I’ve written before about how religion is both essential in some form and so badly misused and abused. Others have said it much better. Here, Kodo Sawaki, in literary “conversation” with his student Kosho Uchiyama and with Uchiyama’s student Shohaku Okumura, talks about the value of religion, properly defined and understood.


Religion Is Life


How we live our everyday lives has to be the main concern of religion.


On television, it’s permissible to show scenes of explicit sex and crimes, including murder. Big posters of nude women can be posted on the street. Although kids see these TV shows and posters, not many people worry about this. At the same time, it’s illegal to teach religion in public school.

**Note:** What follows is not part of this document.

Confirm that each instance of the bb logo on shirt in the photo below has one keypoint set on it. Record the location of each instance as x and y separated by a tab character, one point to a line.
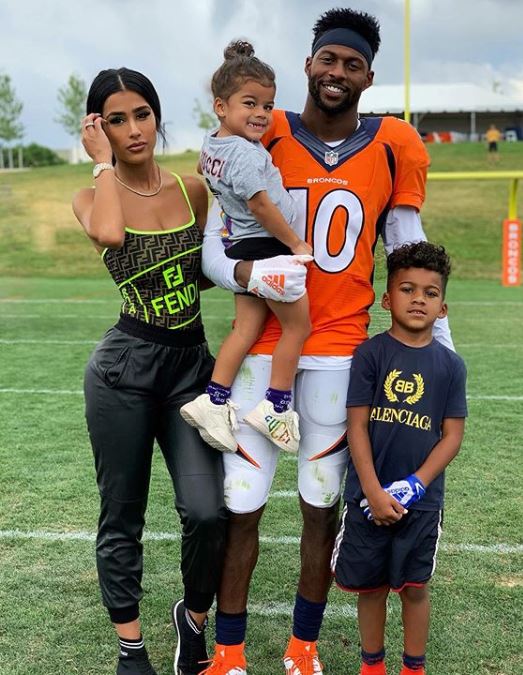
411	391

To me this is one of the mysteries of twentieth-century Japan.

Maybe people think that “religion” means established sects, superstition, or fanaticism. It’s certainly true that if an innocent child is influenced by one-sided, fixed doctrines, this will lead to great problems. So one might say it’s understandable that the government bans religious education in public schools. On the other hand, if religion means teachings about the most important matter of our lives—how we should live—then we should worry about the next generation, growing up in a society without any religious education, yet constantly confronted with images of sex and violence. If things continue like this, we’ll find young people becoming more and more destructive.

I hope the time will come for religion to be taught in school without indoctrination, but as a lesson about the most important question of life: how to live.


“Religion” is to live out the ever fresh self, which is not deceived by anything.

Religion must not be a system of dogma. Religion is life. Religion has to function as life. Worshiping sutras is not enough. Religion must manifest itself freely and inexhaustibly in all activities of life, everywhere and always.


When the government supported religious institutions and forced people to adopt them, this caused terrible problems. An example is the State Shinto from the Meiji era to the end of World War II. When political power and religious authority are combined, there can be no freedom. I don’t think that’s what Uchiyama Roshi is recommending.

As I mentioned in chapter 2, the Japanese equivalent of the word “religion” is shukyo. This word originally referred to Buddhism: the teaching, or kyo, about fundamental reality, or shu. Sawaki Roshi and Uchiyama Roshi used the word “religion” to mean awakening to reality, rather than a system of belief and worship within a particular tradition.

Uchiyama Roshi thought the most important questions of our life should be taught in schools as the subject “Human Life.” He even wrote a textbook as an example. In that book he remarked:

When the time comes to teach “Human Life” in schools, I think the word “religion” should be eliminated. When we use the word in its traditional meaning . . . a strange atmosphere is created. This is because traditional religions always set up some authority beyond our understanding and force people to believe certain myths and doctrines. And yet in our life as the self that is born and dies naked, fundamentally no such authority and belief are necessary. We just need to straightforwardly see the reality of life as the self and teach how to live based on that reality.

Uchiyama Roshi’s searching, studying, and practicing were ways to study the “self.” He wasn’t interested in becoming a believer of a traditional religion. In his search for truth, he found some people in the Buddhist tradition who had the same attitude. One was the Buddha, who said, “The self is the only foundation of the self.” Another was Dogen, who said, “To study the Buddha way is to study the self.” Sawaki Roshi emphasized zazen practice as “the self selfing the self.” Throughout his life, Uchiyama Roshi continued to read the Bible as one of the ways to study the self. In his final days, he said, “I am neither a Buddhist nor a Christian. I am just who I am.